Hmm... How much does the safety of client depend upon the correctness of
server?

BTW, there's a fun issue in ll_revalidate_dentry(): there's nothing to
promise stability of ->d_parent in there, so uses of d_inode(dentry->d_parent)
are not safe.

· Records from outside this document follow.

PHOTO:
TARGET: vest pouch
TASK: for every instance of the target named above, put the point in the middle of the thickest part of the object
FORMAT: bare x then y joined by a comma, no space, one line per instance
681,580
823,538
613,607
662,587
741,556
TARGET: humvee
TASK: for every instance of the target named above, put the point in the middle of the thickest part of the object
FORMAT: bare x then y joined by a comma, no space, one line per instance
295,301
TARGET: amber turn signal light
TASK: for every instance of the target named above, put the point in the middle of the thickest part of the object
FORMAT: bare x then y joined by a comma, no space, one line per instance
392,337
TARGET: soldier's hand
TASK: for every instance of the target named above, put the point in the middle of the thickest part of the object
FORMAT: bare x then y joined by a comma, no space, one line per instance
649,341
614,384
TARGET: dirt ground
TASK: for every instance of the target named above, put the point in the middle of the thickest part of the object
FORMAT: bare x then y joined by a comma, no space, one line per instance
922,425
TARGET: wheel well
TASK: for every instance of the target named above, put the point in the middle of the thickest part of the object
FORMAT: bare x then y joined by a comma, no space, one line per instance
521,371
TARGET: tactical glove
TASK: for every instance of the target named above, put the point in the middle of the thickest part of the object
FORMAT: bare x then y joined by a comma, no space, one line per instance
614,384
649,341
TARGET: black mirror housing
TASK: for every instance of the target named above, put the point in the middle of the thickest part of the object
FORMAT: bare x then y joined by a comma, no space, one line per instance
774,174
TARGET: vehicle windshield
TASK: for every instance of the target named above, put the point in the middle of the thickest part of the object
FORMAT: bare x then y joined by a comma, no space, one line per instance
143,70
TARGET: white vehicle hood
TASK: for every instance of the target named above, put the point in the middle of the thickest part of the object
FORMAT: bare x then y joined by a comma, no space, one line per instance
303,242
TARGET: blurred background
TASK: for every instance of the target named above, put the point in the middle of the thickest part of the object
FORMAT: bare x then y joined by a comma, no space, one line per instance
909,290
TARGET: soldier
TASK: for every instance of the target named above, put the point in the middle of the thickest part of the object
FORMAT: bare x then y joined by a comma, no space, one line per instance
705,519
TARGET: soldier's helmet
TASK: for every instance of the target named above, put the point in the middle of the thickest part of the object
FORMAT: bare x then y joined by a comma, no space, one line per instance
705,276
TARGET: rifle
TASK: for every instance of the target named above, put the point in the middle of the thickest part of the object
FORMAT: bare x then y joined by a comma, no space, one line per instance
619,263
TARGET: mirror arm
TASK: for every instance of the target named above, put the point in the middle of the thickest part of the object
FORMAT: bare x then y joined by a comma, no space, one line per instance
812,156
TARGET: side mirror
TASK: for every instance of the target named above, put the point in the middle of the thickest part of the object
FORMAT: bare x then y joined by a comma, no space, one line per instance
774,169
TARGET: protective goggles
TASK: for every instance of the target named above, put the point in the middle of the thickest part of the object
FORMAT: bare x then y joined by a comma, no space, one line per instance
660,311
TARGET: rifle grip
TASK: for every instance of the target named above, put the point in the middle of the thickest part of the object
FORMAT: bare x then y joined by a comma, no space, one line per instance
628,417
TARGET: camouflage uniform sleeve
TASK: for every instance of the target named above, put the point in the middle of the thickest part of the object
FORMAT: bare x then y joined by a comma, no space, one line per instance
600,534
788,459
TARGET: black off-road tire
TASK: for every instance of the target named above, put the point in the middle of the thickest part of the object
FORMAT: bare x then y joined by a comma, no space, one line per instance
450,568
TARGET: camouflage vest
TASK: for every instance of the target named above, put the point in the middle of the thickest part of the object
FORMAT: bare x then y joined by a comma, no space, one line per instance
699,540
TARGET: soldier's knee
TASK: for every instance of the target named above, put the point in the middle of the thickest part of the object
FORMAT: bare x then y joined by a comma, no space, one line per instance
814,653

That's independent from parallel lookups, and it's hard
to hit, but AFAICS it's not impossible to oops there.

Anyway, for Lustre the analogue of that NFS problem is here:
} else if (!it_disposition(it, DISP_LOOKUP_NEG) &&
!it_disposition(it, DISP_OPEN_CREATE)) {
/* With DISP_OPEN_CREATE dentry will be
* instantiated in ll_create_it.
*/
LASSERT(!d_inode(*de));
d_instantiate(*de, inode);
}
AFAICS, this (on top of mainline) ought to work:

diff --git a/drivers/staging/lustre/lustre/llite/namei.c b/drivers/staging/lustre/lustre/llite/namei.c
index 5eba0eb..b8da5b4 100644
--- a/drivers/staging/lustre/lustre/llite/namei.c
+++ b/drivers/staging/lustre/lustre/llite/namei.c
@@ -581,9 +581,11 @@ static int ll_atomic_open(struct inode *dir, struct dentry *dentry,
struct file *file, unsigned open_flags,
umode_t mode, int *opened)
{
+ DECLARE_WAIT_QUEUE_HEAD_ONSTACK(wq);
struct lookup_intent *it;
struct dentry *de;
long long lookup_flags = LOOKUP_OPEN;
+ bool switched = false;
int rc = 0;

CDEBUG(D_VFSTRACE, "VFS Op:name=%pd, dir="DFID"(%p),file %p,open_flags %x,mode %x opened %d\n",
@@ -603,11 +605,28 @@ static int ll_atomic_open(struct inode *dir, struct dentry *dentry,
it->it_flags = (open_flags & ~O_ACCMODE) | OPEN_FMODE(open_flags);

/* Dentry added to dcache tree in ll_lookup_it */
+ if (!(open_flags & O_CREAT) && !d_unhashed(dentry)) {
+ d_drop(dentry);
+ switched = true;
+ dentry = d_alloc_parallel(dentry->d_parent,
+ &dentry->d_name, &wq);
+ if (IS_ERR(dentry)) {
+ rc = PTR_ERR(dentry);
+ goto out_release;
+ }
+ if (unlikely(!d_in_lookup(dentry))) {
+ rc = finish_no_open(file, dentry);
+ goto out_release;
+ }
+ }
+
de = ll_lookup_it(dir, dentry, it, lookup_flags);
if (IS_ERR(de))
rc = PTR_ERR(de);
else if (de)
dentry = de;
+ else if (switched)
+ de = dget(dentry);

if (!rc) {
if (it_disposition(it, DISP_OPEN_CREATE)) {
@@ -648,6 +667,10 @@ static int ll_atomic_open(struct inode *dir, struct dentry *dentry,
}

out_release:
+ if (unlikely(switched)) {
+ d_lookup_done(dentry);
+ dput(dentry);
+ }
ll_intent_release(it);
kfree(it);